Imagine you're me. No, really, it's going to be okay. Imagine you're me, and you check your email and see that someone has commented on your blog. Hooray! Someone actually reads this! Someone reads it for more than .5 seconds! What could they possibly have to say?

And then you click on the comment e-mail and see that Mr. or Ms. Anonymous has left a little gem on your blog about their new product, or internet service, or some brand new super awesome porn that you have just GOT to see. In other words, the spammers are taking over blog comments. Either that, or my ramblings are very, very popular with porn peddlers who just like to stop by and say "Hi!"

Hey! Assholes! I hate spam--in e-mail, on the phone, in real life, and ESPECIALLY in blog comments. Do I head over to your blog or site where you're trying to sell nekkid boobie pictures or increase someone's dick size and leave comments about my kids or my dead dog or my business trips?

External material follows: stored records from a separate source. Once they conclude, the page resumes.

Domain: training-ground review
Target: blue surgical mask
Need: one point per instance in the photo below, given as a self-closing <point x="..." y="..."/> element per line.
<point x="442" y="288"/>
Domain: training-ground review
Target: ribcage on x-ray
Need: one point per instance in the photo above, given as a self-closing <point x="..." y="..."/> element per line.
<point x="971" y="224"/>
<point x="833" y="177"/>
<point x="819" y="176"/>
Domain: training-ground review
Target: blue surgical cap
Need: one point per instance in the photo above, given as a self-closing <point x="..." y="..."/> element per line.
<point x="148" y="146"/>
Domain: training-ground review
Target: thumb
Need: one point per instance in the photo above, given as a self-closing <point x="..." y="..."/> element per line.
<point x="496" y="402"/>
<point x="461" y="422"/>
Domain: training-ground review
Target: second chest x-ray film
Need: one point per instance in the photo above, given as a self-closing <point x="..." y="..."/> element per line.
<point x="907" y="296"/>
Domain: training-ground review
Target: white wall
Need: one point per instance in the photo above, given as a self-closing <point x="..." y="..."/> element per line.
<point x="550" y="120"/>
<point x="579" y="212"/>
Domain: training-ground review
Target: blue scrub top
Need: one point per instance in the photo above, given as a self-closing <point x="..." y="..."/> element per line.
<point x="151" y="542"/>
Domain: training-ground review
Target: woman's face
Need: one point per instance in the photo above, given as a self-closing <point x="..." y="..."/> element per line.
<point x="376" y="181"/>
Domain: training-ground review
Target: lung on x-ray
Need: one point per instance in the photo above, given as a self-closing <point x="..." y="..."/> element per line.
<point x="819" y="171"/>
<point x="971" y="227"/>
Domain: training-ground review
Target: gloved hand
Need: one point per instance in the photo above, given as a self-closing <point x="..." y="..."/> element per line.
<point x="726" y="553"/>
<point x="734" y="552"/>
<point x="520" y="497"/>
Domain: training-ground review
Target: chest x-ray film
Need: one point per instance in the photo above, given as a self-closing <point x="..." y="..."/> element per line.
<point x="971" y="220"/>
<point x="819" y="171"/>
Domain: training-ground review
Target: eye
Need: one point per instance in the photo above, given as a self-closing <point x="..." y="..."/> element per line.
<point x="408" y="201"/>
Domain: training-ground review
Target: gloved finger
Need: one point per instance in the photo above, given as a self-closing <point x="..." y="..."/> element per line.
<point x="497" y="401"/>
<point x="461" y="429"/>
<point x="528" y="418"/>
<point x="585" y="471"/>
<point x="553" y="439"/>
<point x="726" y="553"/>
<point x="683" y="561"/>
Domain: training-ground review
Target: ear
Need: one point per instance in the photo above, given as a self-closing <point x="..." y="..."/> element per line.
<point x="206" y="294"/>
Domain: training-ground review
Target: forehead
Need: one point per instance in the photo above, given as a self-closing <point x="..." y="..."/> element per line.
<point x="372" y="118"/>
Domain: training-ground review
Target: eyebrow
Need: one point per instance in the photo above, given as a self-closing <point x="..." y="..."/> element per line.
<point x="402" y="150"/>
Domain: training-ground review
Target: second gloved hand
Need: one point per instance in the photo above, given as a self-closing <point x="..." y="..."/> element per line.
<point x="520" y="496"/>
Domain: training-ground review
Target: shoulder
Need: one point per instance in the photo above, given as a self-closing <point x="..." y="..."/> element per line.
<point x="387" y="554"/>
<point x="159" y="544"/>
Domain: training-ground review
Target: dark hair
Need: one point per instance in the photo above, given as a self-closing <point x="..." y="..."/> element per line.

NO I DO NOT. SO CUT. IT. OUT. (Yes, I realize I am yelling at bots. But the kids are at school and you have to yell at something.)

Admittedly, even *I* don't show up on my blog all that much. So imagine my joy today when I saw a little tab called "Comment Moderation" on Blogger. Goodbye, anonymous posters! Hello,
word verification! Suck it, spammers! May this blog soon get back to normal, where real, flesh-and-blood people are busy ignoring it. I can't wait.

Wednesday, May 05, 2010

Keep America Safe

I was in New York last week. While I was there, I witnessed something frightening. Something unsafe. Something that threatens the American way of life. I'm not talking about this:

Which also did happen while I was there

I'm talking about this:

The three most dangerous words in the English language: ACID WASH JEGGINGS

They're jeggings. They're at Bloomingdales. And they're terrifying.

Jeggings, for the uninitiated or those in denial, are leggings--printed up to look like jeans. That's right. Leggings that look like jeans. HOW LAME IS THAT? You can't just wear skinny jeans that are really stretchy? You have to wear these? What do you pair them with? One of those shirts that's printed with a tuxedo? I mean seriously. Who wears this stuff?

I think the designers intended for people like this to wear them:

Based on my informal research, the real buyers look more like this:

But the real bottom line is that NOBODY should be wearing jeggings. They are a danger to society. If you care about America, hell, if you care about the whole world, please don't buy these. Buy a pair of supertight jeans that you need pliers to zip up, and suffer for fashion. Better you than the rest of us.